Report Finds K-12 Pension Debt Costs Threaten Education Equity in Florida
Benzinga | By PRNewswire | January 31, 2023
NEW YORK, Jan. 31, 2023 /PRNewswire/ — Equable Institute and Opportunity Institute have released new research exploring the effect of teacher pension debt on education resource equity in Florida.
The report, titled Pension Debt Challenges for Equity in Education: The Effect of Teacher Unfunded Liability Costs on K–12 Education Funding in Florida, found that growing unfunded pension liabilities for teachers and other school employees have silently undermined Florida’s ability to improve education outcomes for students and inequitable impacts on teachers through growing, unpredictable costs and regressive funding policies that effectively subsidize wealthy districts.
“The growth in costs to fund the Florida Retirement System have been like a slow boil, only recently catching the attention of district leaders and likely still not on the radar of everyone who cares about K-12 funding,” said Anthony Randazzo, executive director at Equable. “However, with FRS unfunded liabilities persisting and reaching over $5,000 per student it is time to pay attention the effects of requiring school districts to pay for 100% of the costs of teacher pension debt. Annual FRS costs may not be large as a share of school district resources today, but they’ve been growing steadily since 2012 and they should be addressed before they become a significant problem in the future.”
Specifically, the report finds:
- An increasing share of state and local K–12 education spending has been siphoned off to cover pension costs, even after major changes to the Florida Retirement System in 2012.
- In 2020, 2.5% of Florida’s school district expenditures on education funding ultimately went to FRS, more than double the amount paid in 2012, the year of Florida’s last major cost cutting changes.
- School districts pay all FRS costs. As a result, the $1.2 billion spent on retirement costs accounts for 3.5% of local revenue provided for K–12 spending as of 2020.
- These growing pension costs are effectively education funding cuts that disproportionately harm low-income communities.
- Total retirement contributions to FRS have almost tripled since 2001. The majority of those contributions come from districts. Low-income communities that have fewer resources are more heavily burdened by rising contribution rates as they are limited in their ability to offset rising costs by generating income through local property taxes.
- Pension debt now accounts for nearly 27.81% of total K-12 spending per student. It was just 4.68% in 2014. These rising pension debt costs are regressive and pass a greater burden to high-poverty districts because Florida distributes the unfunded liability costs evenly across the state event though wealthier school districts generate a greater share of FRS’s unfunded liability because of higher teacher salaries.
- Additional contributions from Florida school districts will be likely be required in the coming years unless the state legislature intervenes.
- Actuaries for Florida Retirement System have already requested a contribution rate increase for the 2023-24 fiscal year that would raise the average employer contribution above 16% of payroll for the first time in recent history. This is also twice the employer contribution rate required in 2012 the first year after Florida’s last attempt to reform FRS.
Opportunity Institute and Equable Institute note that without increased transparency on how public school employee retirement benefits impact overall school budgets, pension debt costs will continue to exacerbate already existing education resource Inequities.

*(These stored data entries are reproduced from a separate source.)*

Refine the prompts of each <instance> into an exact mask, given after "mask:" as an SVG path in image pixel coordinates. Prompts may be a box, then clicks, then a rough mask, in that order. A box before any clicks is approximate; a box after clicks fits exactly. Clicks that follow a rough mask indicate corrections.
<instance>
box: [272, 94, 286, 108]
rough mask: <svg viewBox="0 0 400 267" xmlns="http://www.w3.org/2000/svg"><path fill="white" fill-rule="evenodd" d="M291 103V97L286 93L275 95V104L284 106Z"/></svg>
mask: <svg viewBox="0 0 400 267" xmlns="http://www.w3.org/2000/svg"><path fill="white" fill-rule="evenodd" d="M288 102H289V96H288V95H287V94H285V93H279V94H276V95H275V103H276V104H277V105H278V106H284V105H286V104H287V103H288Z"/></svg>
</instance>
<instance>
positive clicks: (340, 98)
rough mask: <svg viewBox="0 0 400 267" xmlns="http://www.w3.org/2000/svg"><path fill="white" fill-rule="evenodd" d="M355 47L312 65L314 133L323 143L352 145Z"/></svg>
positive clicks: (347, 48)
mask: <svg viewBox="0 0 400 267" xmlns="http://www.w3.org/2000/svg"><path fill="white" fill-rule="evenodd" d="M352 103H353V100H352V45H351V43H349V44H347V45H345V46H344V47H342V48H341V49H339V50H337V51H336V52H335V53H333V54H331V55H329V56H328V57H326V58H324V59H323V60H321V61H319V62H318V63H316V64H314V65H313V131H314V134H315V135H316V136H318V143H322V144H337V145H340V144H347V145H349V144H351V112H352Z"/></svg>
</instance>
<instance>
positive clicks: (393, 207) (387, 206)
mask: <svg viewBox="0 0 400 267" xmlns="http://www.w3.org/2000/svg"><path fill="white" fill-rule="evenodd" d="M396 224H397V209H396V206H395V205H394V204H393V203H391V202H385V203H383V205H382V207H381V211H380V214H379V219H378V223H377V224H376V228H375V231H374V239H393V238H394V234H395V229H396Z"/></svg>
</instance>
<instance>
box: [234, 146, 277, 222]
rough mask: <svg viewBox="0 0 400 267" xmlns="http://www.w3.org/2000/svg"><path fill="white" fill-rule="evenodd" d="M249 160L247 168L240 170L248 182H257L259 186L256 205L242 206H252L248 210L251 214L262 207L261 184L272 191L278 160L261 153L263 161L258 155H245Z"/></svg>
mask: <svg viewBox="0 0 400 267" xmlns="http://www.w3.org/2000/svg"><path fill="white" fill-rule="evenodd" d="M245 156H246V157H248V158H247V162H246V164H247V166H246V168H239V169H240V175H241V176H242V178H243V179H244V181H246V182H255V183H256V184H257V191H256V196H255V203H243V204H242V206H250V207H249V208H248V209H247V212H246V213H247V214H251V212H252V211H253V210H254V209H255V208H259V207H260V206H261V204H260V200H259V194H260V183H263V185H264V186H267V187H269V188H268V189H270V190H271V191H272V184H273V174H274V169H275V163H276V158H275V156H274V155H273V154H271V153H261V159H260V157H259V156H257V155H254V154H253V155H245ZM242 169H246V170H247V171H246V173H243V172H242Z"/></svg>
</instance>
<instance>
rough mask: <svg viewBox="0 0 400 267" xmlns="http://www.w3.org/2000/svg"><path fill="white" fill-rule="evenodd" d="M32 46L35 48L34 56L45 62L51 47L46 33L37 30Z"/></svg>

“It is time for transparency in how much school districts are having to pay to cover the costs of FRS unfunded liabilities, especially so that we can address the inequitable distribution of cost between well-resourced districts and low-income communities” Maria Echaveste, president of Opportunity Institute. “Schools with lower resources are more vulnerable to the effects of increased contribution rates, and higher and higher costs not only threaten enrichment and learning programs that are crucial to providing a holistic education, but investments that support teachers like higher pay and adequate retirement benefits.”
This report is one of four reports detailing the impact of unique pension debt challenges facing state education budgets across the U.S. Please visit pensionequityineducation.org to download Florida’s report along with reports for California, Texas, and Ohio.
About Opportunity Institute
The Opportunity Institute (OI) is a national education policy organization that focuses broadly on cradle-to-career education policy, practice issues, and adjacent areas of social policy. Our work bridges the domains of policy, research, advocacy, and addresses equity in three main areas of work: “Whole Child” equity; resource equity; equity indicators.
About Equable Institute
Equable is a bipartisan non-profit that works with public retirement system stakeholders to solve complex pension funding challenges with data-driven solutions. We exist to support public sector workers in understanding how their retirement systems can be improved, and to help state and local governments find ways to both fix threats to municipal finance stability and ensure the retirement security of all public servants.